N.V. : Ne regrettez-vous pas d’être du camp du président Gbagbo ?
A.K. : Je ne regrette pas, je garde intacte mon admiration pour le président Gbagbo. Mon vœu est qu’il soit libéré de la prison où il est enfermé depuis 2011. Vous savez, j’ai été invitée par Dominique Ouattara. Et on dit souvent que derrière un grand homme se trouve une grande dame. Donc, j’espère qu’elle entendra ma voix, ma doléance, pour que cette réconciliation soit vraie. Nous comptons sur elle pour que nos frères et sœurs en prison soient libérés, nos frères et sœurs en exil rentrent. Je me dis que le plus difficile est passé mais cette méfiance réciproque demeure. Il faut s’atteler maintenant à la briser. Cela résiste encore à nos prières parce que beaucoup d’atrocités ont été commises de part et d’autre. Mais nous devons continuer à prier.
N.V. : A quand le prochain album d’Aïcha ?
A.K. : Pour l’heure, consommons cette chanson et son clip sur la réconciliation.

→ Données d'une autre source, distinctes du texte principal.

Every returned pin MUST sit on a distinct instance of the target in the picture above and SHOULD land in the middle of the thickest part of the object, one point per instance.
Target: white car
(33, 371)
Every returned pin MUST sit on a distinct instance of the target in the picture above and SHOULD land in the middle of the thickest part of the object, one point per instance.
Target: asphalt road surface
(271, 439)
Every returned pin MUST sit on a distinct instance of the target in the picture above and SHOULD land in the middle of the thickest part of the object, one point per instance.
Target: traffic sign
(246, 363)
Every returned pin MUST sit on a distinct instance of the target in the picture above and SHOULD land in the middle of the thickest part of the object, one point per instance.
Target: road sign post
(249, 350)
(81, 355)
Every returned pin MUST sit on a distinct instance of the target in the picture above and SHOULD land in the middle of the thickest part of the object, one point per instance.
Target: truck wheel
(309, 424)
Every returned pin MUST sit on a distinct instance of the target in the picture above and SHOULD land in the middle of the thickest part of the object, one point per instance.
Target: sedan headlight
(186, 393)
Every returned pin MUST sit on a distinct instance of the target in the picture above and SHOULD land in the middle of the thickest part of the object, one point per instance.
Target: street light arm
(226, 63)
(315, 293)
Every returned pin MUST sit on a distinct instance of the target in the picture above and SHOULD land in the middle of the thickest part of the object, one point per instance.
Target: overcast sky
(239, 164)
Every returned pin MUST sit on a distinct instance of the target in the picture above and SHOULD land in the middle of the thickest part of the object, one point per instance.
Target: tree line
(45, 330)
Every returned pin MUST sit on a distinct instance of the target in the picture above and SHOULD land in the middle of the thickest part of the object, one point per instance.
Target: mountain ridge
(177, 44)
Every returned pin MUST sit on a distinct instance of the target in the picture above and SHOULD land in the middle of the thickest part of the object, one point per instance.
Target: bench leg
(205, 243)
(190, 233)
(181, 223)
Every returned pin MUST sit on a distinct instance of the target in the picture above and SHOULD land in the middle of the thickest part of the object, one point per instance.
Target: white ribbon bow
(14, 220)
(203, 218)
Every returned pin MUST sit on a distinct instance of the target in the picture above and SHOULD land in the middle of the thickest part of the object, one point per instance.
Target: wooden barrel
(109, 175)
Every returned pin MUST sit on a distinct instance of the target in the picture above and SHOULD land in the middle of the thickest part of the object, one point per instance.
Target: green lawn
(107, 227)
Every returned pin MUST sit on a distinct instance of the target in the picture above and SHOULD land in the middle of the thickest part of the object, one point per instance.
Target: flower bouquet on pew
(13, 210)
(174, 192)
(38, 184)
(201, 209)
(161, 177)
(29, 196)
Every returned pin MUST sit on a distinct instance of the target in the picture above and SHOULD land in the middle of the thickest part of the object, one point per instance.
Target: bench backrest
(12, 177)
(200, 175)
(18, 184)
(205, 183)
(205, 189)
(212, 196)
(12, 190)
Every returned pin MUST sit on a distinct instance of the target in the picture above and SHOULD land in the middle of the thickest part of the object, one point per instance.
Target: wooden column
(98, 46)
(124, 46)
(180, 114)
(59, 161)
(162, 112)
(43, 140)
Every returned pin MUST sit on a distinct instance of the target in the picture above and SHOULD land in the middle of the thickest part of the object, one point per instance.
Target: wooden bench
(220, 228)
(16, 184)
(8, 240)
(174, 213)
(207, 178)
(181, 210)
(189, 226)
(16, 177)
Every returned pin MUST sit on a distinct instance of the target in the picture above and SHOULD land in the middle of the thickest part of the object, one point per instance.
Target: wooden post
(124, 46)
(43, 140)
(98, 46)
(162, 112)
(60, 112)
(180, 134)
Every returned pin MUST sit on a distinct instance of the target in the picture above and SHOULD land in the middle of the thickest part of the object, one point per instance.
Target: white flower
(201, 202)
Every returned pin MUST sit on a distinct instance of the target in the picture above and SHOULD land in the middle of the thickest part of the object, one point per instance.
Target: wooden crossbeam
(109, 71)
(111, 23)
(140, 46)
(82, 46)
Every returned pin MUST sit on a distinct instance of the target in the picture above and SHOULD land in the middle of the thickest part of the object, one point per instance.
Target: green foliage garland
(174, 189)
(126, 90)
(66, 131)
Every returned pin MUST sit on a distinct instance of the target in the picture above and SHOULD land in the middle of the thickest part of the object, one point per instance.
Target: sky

Après on verra !
N.V. : Un peu de football ! Le 12 juin prochain, débute la coupe du monde de football au Brésil. Irez-vous supporter les Eléphants qualifiés pour la compétition, avec une de vos compositions dans une langue brésilienne ?

A.K. : Je ne vais pas vous bourrer. Car je ne sais pas encore si je serai là-bas sans invitation. Sinon, je puis vous assurer que j’ai déjà participé à des festivals au Brésil.
N.V. : Au lendemain de la qualification des Eléphants, vous avez assuré sur votre page Facebook que vous y serez également. Etait-ce une façon à vous de manifester votre joie ?
A.K. : Oui, je serai au Brésil mais pour d’autres engagements. Vous savez que sur mon album «Farafina Miria» sorti en 2010, j’ai fait un clin d’œil au Brésil. J’ai repris, en effet, en langue brésilienne le titre «Hotel Pelorihno» (peau noire, un hommage aux esclaves Noirs) de Itthamar Tropicallia et de Rey Zulu, d’après un texte français de Boris Bergman. C’est est un standard pour le pays. Me voir, en tant qu’Africaine interpréter en trio cette chanson, fait énormément plaisir aux Brésiliens. Je l’ai fait avec Takana Zion et Sékouba Kandia, un jeune reggaeman, fils du grand Sory Kandia Kouyaté, qui monte très fort en Guinée. Les Brésiliens ont bien apprécié cette initiative. Car pour eux, c’est fort impressionnant que des Africains de souche que nous sommes s’intéressent à leur culture.